How to determine which R&D costs are eligible for a claim
Included are staff costs and sub-contractor costs depending on the nature of the sub-contractor agreement and what they have contributed; consumable items, i.e. the cost of materials – but they must be used in a certain way so they are no longer fit for their original purpose, or have been consumed as part of a functioning prototype for the R&D purpose.
An allowance exists for utilities and for travel and sustenance expenses, provided they have been paid for by the employee and repaid by the business. Software programs can be included but not IT licensing, server and hosting costs which are all deemed to be day-to-day business requirements.
Once you have everything in order, you need to decide how to go about making your claim – and this is where randd come in.

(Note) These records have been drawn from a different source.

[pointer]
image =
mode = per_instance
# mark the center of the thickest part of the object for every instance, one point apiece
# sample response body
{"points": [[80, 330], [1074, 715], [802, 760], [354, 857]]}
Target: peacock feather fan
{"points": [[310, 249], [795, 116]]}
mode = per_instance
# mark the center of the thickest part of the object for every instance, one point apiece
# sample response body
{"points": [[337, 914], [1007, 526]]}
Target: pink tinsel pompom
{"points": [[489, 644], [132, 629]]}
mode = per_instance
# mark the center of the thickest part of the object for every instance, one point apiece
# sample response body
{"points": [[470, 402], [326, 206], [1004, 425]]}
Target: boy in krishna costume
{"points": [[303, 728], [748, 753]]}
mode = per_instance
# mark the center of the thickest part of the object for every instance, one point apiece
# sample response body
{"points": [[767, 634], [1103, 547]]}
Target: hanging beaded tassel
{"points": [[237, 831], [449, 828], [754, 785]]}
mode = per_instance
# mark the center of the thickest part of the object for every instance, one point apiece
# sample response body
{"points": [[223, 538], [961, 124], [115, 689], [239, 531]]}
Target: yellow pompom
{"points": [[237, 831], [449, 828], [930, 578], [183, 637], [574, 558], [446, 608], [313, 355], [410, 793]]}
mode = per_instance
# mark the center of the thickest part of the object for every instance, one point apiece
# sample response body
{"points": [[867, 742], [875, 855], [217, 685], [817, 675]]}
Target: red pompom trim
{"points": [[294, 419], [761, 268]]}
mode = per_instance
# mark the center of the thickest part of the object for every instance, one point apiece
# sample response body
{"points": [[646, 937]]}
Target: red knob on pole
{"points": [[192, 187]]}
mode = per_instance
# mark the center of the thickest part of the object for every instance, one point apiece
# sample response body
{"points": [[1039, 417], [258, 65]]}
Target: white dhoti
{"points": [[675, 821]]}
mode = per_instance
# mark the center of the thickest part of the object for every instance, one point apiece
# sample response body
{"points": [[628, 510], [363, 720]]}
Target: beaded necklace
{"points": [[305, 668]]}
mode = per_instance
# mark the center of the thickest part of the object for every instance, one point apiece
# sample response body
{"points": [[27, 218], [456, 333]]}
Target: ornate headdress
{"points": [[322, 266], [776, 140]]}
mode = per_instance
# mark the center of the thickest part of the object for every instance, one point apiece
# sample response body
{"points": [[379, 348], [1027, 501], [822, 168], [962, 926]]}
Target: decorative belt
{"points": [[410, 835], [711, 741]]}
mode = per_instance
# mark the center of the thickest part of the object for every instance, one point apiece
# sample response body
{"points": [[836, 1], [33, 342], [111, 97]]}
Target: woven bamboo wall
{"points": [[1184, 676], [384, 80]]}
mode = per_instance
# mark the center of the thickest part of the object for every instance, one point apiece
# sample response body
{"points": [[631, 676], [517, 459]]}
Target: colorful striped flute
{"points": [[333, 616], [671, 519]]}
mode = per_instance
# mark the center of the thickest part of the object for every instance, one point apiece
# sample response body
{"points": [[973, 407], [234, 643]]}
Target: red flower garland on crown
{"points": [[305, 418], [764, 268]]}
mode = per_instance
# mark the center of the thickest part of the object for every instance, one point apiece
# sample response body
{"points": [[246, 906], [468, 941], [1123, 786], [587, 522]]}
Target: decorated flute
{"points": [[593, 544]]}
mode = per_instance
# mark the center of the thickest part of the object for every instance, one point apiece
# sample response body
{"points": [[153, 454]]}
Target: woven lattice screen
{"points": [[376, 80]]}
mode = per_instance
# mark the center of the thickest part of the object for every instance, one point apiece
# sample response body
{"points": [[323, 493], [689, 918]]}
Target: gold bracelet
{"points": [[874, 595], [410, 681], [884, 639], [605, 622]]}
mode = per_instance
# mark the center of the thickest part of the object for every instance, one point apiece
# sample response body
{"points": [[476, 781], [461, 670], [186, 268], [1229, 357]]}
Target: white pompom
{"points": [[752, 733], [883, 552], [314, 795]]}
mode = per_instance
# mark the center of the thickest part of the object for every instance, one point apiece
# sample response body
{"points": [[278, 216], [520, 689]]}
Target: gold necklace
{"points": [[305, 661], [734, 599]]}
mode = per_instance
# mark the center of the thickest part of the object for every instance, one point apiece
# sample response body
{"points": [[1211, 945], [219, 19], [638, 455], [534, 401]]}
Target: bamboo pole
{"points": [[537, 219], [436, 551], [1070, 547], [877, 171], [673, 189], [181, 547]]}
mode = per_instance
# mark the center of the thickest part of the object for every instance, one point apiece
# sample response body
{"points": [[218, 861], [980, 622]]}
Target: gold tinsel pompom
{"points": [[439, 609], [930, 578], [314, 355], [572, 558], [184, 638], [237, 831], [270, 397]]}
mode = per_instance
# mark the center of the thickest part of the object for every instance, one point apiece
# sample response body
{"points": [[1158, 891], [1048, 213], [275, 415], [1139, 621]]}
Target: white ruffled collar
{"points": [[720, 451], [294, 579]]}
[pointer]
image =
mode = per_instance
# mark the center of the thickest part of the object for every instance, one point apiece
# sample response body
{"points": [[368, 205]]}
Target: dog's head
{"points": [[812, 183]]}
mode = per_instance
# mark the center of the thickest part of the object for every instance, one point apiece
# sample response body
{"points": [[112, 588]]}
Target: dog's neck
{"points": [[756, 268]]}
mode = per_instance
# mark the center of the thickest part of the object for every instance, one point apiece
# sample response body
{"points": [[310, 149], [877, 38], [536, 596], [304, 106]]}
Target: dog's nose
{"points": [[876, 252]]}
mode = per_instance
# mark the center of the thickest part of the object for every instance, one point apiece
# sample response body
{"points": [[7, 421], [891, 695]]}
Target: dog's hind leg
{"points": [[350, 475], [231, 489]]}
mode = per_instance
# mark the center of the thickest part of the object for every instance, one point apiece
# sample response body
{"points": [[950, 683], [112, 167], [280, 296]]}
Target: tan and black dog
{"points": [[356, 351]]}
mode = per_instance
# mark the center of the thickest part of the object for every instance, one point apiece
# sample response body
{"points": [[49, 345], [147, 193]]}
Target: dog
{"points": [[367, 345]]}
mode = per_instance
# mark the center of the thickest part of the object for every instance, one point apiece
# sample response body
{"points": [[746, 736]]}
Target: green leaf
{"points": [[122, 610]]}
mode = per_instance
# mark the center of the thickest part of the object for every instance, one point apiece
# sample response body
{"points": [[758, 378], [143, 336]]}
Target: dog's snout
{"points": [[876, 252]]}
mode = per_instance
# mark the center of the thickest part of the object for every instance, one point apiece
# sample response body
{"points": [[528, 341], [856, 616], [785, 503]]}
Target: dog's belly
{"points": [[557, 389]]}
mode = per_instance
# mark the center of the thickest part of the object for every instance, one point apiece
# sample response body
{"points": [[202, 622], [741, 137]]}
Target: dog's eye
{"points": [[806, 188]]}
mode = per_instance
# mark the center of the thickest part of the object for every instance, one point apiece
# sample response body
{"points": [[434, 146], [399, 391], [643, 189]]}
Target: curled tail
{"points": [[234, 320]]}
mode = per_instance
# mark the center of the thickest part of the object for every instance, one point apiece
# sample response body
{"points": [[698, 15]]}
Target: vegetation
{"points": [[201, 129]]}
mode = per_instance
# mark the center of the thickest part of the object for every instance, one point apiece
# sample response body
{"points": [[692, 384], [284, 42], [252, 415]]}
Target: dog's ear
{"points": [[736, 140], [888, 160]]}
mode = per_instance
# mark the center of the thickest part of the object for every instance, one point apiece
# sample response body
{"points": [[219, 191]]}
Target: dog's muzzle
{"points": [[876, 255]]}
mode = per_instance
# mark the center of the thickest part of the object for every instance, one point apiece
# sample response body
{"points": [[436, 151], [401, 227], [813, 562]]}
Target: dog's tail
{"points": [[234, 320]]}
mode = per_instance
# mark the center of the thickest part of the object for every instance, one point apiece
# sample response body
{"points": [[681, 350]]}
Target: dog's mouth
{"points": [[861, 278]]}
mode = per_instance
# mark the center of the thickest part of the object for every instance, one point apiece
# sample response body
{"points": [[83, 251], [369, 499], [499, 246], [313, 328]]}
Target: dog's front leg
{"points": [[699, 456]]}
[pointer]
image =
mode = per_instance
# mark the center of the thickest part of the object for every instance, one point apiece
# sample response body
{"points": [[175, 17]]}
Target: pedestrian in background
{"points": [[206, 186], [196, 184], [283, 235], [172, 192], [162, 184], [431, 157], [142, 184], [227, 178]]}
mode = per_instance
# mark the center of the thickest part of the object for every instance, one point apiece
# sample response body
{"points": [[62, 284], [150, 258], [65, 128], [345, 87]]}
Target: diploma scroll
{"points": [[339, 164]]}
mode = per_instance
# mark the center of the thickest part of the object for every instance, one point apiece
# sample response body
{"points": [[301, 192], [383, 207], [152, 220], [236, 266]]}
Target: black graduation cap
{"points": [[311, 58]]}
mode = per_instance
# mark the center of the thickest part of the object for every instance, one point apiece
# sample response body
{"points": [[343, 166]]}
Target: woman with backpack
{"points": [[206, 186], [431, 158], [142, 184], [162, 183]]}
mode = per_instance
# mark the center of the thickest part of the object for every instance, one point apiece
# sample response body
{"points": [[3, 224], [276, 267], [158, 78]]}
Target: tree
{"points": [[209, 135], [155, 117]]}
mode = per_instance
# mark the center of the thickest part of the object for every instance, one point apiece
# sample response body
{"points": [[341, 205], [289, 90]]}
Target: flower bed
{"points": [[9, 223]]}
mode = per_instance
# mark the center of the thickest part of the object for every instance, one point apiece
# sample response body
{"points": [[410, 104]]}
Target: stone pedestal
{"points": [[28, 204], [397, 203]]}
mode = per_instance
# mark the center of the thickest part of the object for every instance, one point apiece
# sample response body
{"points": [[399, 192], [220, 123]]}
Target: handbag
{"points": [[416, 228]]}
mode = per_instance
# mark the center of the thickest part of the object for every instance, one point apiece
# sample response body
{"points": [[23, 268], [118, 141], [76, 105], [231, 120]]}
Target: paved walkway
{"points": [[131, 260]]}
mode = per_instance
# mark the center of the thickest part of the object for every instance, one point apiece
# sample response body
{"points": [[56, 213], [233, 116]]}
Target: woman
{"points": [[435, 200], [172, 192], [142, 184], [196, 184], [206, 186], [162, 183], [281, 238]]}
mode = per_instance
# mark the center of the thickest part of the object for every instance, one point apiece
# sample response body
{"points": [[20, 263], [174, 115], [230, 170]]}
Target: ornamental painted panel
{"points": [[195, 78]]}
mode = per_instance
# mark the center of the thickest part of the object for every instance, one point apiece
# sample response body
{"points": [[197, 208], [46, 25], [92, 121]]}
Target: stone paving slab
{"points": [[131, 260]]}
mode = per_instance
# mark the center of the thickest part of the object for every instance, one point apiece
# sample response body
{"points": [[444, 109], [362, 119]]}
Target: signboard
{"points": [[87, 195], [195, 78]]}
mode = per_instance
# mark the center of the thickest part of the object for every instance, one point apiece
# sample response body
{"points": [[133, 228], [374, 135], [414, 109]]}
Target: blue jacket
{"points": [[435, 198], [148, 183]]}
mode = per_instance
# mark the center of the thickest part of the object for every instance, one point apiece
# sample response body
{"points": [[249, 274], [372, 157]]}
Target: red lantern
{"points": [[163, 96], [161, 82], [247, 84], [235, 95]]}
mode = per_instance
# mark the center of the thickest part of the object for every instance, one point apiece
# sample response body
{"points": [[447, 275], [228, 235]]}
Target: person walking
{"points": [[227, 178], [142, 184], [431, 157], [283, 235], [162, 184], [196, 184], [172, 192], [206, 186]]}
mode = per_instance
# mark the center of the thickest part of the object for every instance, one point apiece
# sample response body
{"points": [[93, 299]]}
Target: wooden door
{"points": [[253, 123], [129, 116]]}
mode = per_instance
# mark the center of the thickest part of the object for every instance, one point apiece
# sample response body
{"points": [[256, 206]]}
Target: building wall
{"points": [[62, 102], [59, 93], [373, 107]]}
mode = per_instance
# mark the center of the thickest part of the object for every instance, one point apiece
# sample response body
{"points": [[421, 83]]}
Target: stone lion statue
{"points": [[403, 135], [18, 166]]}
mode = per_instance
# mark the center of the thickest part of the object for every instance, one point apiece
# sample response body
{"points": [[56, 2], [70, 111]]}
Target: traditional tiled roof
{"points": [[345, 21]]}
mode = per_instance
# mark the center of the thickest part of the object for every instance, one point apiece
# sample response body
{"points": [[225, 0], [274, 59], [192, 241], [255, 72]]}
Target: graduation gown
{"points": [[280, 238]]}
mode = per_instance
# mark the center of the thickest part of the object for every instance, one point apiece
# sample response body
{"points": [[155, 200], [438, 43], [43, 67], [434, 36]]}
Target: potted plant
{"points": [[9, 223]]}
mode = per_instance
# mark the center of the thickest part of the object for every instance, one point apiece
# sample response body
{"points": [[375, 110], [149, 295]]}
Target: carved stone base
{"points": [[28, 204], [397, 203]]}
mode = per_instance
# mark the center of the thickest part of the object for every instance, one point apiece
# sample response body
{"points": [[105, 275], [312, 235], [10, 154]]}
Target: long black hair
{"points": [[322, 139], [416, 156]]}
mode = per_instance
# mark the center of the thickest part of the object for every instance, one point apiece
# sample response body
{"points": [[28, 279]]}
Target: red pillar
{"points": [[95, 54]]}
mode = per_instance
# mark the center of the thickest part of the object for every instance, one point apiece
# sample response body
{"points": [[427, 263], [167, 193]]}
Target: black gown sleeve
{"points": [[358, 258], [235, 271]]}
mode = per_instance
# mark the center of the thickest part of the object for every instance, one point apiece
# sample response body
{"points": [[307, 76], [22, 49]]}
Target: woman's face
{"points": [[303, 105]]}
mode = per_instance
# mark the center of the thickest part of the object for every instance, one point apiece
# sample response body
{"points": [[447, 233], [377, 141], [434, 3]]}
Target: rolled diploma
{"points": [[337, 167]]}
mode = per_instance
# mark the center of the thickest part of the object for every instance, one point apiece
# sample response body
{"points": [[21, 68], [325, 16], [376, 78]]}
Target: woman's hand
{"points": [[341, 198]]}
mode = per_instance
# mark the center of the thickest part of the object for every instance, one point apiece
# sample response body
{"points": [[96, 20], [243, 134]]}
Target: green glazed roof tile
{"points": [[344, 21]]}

How can randd help you with your R&D tax credits claim?
By working with you, we will produce a detailed technical report – this is the key document explaining which R&D activities were undertaken, the scientific or technical challenges the R&D helped to solve and how the activity meets the current legislation.
Payroll records for relevant employees should be provided to us in order to establish the associated costs and the tax paid towards the project.
There is also other information you can supply during our initial meeting which would reduce the need for follow-up conversations, saving you time which can be focused on your business.
- An in-depth technical review of the work carried out– If it was of a technical nature, you will need to involve the project lead or competent professional either by providing a written overview of the project or including them in the meeting
- A timeline of events relating to R&D – The month and year the R&D started, everything in between and the solution timeframe
- Confirm which personnel worked on the project– Regardless of whether they are internal employees or external sub-contractors, the time they spent on the project, and their associated salary costs, will need to be documented
- The challenges overcome– Confirm why the challenges faced could not be solved easily with an existing process or an ‘off the shelf’ system
- Other costs– The materials purchased/consumed, and did the project require any prototyping to provide a proof of concept?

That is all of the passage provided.